The waste was seized by Dutch customs officials on 6 March 2003 when they noticed that the required notification documents were missing and the cargo failed to comply with the EU waste shipment Regulation.
When questioned by the Environment Agency, Dowgate's director Brian Markell admitted that neither he, nor his company, was a registered waste broker at the time the waste was shipped.
Appearing before Weymouth magistrates on 27 January, Mr Markell admitted arranging the recovery of controlled waste on behalf of another person without being a registered broker, contrary to sections 20(1) and (5) of the waste management licensing regulations 1994.
He also pleaded guilty to "consenting or conniving" as a director of Dowgate so that he "caused waste to be shipped in circumstances which are deemed to be illegal traffic", contrary to sections 12(1), 13(1) and 15(1) of the transfrontier shipment of waste regulations.

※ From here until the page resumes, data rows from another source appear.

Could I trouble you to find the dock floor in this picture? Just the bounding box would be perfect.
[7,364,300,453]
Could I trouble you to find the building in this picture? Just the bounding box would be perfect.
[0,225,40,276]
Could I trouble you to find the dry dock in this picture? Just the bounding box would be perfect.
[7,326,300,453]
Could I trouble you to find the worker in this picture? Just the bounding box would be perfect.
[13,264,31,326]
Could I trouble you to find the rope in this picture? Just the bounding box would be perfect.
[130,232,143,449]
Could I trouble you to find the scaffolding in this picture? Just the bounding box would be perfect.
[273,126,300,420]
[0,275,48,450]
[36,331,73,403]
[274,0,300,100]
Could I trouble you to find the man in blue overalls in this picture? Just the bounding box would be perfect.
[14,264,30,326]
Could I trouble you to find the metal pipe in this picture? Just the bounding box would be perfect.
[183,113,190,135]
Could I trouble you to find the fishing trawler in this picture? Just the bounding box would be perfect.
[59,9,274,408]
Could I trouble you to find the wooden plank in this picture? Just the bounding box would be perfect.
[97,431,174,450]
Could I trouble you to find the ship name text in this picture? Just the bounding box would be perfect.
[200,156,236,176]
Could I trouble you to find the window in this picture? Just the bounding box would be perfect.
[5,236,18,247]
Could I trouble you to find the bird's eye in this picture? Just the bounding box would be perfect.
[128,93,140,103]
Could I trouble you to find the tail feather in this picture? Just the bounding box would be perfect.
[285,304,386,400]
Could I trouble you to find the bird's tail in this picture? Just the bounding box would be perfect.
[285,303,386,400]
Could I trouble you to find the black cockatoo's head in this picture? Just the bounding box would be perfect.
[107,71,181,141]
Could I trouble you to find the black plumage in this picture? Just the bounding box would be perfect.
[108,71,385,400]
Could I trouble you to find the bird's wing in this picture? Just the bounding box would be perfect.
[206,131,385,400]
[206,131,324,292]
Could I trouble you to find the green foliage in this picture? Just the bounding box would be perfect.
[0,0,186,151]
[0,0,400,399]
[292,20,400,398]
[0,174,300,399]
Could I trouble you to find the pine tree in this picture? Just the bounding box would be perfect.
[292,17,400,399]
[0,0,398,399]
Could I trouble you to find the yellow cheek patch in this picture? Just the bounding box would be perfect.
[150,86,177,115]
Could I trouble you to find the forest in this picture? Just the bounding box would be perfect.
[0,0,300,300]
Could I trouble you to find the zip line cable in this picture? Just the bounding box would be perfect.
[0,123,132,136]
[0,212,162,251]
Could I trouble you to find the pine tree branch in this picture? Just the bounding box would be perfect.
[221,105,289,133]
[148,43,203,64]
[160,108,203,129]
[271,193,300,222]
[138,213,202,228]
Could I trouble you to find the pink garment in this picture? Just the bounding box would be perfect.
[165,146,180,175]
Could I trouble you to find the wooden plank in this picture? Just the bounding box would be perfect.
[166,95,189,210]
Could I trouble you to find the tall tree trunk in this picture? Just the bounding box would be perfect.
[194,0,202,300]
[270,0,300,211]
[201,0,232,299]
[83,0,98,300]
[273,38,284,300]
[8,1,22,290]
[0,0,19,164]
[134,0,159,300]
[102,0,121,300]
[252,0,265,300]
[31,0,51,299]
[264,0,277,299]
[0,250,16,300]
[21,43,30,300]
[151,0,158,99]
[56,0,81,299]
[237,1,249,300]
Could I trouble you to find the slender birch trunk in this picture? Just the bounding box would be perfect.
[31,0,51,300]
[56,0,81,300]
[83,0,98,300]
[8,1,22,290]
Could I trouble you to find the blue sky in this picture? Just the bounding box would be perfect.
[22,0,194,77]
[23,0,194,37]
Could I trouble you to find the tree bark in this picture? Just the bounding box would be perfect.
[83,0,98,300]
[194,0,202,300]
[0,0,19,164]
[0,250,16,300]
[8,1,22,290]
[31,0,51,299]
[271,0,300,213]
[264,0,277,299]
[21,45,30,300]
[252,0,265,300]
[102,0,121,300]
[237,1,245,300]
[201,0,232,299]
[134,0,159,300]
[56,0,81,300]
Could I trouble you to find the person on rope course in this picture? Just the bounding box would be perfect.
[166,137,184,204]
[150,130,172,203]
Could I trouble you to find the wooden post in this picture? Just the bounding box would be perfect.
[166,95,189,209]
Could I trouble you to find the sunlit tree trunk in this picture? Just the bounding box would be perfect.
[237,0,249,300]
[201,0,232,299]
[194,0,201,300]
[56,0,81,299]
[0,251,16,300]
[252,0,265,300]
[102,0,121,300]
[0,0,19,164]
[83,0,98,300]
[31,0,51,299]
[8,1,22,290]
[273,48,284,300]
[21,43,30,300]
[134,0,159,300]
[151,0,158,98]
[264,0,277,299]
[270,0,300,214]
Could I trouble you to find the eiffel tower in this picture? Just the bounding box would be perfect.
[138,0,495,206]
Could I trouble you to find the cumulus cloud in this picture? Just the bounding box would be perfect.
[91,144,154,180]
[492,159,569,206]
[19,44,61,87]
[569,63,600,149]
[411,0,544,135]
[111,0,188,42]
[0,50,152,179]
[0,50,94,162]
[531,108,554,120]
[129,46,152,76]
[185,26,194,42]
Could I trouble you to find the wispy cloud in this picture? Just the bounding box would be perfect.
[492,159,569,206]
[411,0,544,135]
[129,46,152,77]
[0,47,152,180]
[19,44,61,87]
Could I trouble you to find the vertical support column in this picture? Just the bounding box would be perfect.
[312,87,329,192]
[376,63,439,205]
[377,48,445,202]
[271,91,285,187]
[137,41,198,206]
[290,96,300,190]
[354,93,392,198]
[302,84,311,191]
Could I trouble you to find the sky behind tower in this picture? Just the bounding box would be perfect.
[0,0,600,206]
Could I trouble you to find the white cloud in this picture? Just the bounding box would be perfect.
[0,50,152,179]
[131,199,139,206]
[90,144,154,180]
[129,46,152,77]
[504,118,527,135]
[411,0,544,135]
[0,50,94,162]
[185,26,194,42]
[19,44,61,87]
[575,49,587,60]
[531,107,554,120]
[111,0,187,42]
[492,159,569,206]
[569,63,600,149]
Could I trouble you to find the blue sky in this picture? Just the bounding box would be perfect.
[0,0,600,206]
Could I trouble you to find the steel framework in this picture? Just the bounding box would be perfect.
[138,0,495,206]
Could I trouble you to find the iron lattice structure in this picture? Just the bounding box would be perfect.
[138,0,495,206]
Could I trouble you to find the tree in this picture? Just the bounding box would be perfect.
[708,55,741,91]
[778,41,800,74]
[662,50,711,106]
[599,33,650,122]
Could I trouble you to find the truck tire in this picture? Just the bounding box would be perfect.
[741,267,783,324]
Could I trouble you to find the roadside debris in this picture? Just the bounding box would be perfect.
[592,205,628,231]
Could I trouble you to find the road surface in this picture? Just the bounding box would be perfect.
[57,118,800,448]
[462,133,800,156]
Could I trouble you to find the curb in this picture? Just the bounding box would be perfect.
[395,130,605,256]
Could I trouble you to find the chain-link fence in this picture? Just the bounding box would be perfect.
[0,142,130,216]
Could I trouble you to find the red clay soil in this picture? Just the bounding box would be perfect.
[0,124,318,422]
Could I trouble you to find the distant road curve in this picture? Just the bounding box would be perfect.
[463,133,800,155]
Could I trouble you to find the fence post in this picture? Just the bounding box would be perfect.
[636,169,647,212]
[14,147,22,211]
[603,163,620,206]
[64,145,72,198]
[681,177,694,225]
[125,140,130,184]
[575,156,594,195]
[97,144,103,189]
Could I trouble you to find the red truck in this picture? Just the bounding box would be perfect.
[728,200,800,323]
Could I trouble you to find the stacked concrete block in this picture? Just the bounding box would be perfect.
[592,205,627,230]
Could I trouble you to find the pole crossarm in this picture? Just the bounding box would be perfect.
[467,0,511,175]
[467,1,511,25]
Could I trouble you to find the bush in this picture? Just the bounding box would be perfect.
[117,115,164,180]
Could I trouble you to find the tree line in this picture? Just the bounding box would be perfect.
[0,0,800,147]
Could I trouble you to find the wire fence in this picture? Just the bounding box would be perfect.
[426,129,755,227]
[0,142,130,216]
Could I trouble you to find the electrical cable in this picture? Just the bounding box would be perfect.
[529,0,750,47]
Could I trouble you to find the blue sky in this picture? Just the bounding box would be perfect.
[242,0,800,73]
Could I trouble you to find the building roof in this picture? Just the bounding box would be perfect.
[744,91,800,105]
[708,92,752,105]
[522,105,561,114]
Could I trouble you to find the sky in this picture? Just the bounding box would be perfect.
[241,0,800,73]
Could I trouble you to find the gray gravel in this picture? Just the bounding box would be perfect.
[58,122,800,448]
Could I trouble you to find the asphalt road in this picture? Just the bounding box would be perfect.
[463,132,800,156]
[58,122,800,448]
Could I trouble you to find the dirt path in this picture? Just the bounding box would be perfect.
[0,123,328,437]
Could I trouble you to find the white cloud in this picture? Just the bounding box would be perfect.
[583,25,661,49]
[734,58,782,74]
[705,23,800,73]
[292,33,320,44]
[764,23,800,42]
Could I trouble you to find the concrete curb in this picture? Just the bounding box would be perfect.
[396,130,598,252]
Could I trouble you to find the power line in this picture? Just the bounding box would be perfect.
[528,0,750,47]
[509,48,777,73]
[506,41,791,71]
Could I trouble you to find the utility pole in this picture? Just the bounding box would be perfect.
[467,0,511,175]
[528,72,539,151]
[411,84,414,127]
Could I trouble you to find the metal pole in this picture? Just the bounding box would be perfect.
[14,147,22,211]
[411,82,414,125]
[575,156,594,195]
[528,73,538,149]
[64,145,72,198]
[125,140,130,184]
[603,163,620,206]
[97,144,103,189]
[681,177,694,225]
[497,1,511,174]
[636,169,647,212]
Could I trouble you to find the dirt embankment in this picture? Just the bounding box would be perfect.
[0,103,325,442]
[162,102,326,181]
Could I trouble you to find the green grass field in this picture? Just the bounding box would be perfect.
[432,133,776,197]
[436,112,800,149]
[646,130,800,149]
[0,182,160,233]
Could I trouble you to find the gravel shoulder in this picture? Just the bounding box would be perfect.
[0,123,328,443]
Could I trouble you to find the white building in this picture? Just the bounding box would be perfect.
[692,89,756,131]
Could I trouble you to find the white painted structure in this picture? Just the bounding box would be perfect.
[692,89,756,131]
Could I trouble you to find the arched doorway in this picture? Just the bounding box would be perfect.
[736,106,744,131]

Dowgate was fined £500 for each offence plus £3,400 costs. Mr Markell was given a 12-month conditional discharge.
The only other case brought by the Agency under the transfrontier shipment of waste regulations was in 2000 when the construction firm Stirling Lloyd Contracts was fined £1,500 with £4,595 costs for importing drums of waste solvent into the UK from Sweden without notifying the authorities (ENDS Report 310, pp 50-51 ).
The Agency's other enforcement activity in this area consists of four cautions - one to Dowgate's customer GMS. The others were issued to Minchem Chemicals, R Hayman & Son and, in August 2003, to the life sciences multinational Syngenta.